Scalping: Problem or Efficient Market?
- One camp: scalping is harmful. It raises prices, excludes poorer/younger fans, degrades audience “vibe,” and lets middlemen extract value without helping artists or fans.
- Another camp: scalping is just arbitrage. If resale prices are high, original prices were too low; it’s not a basic need, so let markets set prices.
- Some note live shows also serve fan‑building and brand goals, so pure revenue maximization can backfire long‑term.
Anti‑Scalping Proposals and Trade‑offs
- Legal/structural:
- Ban resale above face value; force resale through official platforms at capped prices. Examples from Europe mentioned; critics say side payments and black markets will persist.

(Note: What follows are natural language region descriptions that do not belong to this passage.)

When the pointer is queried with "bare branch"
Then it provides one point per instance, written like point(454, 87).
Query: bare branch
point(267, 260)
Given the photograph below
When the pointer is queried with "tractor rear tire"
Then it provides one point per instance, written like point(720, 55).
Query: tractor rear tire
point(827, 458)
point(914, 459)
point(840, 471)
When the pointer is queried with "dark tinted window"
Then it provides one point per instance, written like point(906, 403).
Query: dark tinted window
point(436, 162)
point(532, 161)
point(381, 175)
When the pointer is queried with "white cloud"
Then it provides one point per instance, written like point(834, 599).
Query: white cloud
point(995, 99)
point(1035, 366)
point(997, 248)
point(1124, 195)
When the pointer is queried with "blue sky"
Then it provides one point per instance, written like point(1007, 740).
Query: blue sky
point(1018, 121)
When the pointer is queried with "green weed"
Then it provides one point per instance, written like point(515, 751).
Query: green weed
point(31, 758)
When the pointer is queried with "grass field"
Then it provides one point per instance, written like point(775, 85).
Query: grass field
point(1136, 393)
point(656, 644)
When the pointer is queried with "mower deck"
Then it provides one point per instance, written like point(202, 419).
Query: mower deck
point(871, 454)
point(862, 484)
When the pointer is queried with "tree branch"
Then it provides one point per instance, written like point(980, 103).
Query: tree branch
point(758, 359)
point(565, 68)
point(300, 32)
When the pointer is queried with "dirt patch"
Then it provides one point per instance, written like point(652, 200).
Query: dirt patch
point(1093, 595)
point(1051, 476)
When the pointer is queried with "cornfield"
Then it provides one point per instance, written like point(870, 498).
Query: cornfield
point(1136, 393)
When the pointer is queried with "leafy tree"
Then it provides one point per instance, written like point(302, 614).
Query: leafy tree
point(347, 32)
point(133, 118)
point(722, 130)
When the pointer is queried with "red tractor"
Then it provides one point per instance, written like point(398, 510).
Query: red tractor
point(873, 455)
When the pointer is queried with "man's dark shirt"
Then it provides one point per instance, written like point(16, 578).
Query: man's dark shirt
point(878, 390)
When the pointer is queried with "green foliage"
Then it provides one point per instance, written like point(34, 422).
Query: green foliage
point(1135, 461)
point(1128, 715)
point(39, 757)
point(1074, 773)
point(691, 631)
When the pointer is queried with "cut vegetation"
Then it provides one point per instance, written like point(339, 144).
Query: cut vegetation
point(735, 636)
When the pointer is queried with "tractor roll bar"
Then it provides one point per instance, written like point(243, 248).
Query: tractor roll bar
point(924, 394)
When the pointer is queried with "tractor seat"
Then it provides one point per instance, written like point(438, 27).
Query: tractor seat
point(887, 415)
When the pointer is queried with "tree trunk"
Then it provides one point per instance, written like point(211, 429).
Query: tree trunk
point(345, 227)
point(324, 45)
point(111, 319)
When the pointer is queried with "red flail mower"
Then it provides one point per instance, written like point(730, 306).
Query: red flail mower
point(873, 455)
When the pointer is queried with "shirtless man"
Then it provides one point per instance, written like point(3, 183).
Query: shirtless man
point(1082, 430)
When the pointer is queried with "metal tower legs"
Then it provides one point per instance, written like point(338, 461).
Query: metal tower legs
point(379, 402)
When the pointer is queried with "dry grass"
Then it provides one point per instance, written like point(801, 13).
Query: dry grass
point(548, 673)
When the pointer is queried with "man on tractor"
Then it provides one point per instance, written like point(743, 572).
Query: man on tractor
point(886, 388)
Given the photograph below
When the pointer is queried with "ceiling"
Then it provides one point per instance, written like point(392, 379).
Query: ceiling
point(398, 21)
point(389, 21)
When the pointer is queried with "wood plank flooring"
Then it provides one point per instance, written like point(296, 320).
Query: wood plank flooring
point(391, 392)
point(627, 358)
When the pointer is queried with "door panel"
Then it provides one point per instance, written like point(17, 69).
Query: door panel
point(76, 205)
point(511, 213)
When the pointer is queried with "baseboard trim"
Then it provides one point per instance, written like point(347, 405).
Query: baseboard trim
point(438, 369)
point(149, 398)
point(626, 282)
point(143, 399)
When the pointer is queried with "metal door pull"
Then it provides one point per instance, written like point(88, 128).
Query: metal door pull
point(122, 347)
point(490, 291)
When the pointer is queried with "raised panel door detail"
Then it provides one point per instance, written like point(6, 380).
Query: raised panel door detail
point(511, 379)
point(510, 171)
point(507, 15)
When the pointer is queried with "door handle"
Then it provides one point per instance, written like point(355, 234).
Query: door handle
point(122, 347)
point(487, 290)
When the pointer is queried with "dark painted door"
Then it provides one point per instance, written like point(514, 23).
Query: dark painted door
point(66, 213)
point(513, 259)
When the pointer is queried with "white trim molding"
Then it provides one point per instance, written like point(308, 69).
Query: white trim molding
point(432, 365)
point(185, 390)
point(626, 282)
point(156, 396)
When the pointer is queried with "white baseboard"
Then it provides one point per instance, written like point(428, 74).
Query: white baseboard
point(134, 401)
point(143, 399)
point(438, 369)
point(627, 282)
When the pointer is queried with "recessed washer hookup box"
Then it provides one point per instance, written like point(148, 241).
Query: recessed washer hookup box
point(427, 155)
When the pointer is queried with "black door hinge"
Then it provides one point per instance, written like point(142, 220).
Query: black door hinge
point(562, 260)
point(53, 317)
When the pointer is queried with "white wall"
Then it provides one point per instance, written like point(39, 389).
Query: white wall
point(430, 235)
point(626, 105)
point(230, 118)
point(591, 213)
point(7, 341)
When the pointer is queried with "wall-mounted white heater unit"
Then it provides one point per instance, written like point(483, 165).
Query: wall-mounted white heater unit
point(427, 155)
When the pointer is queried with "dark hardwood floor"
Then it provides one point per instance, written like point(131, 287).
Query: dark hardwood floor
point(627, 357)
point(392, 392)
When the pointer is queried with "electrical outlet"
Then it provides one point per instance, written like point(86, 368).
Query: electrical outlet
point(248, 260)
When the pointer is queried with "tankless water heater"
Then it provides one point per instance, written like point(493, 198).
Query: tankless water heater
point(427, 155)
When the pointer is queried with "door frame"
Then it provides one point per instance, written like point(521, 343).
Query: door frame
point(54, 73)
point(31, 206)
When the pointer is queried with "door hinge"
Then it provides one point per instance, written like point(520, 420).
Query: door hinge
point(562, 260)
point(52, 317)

- ID‑bound or named tickets with limited transfers, refunds via organizer, and waitlists. Counterpoints: hurts families, kids, sick attendees, and is burdensome.
- Technical/operational:
- Non‑transferable or rotating QR tickets, lotteries with government ID, fan‑club or prior‑attendee presales, auctions or dynamic pricing tiers, physical in‑person sales, livestreams as substitutes.
- Objection: any allowed transfer channel can be abused at scale; enforcement and usability are in tension.
Spotify’s Role vs Existing Monopolies
- Some hope Spotify’s involvement might add competition to Live Nation/Ticketmaster; others think it just adds another tollbooth on a vertically integrated monopoly.
- Concern that tying tickets to streaming history incentivizes bot listening and “stream fraud,” further inflating numbers.
- Supporters argue long‑term listening patterns are harder to fake than joining fan clubs and could let artists reserve cheaper tickets for genuine fans. Skeptics doubt it will meaningfully resist organized scalpers.
Broader Streaming and Music Culture Frustrations
- Many posts digress into dissatisfaction with streaming UX, recommendation quality, app bloat, and perceived neglect of artists’ interests.
- Some users report retreating to Bandcamp, local files, self‑hosted servers, radio, or local scenes to avoid big‑platform dynamics altogether.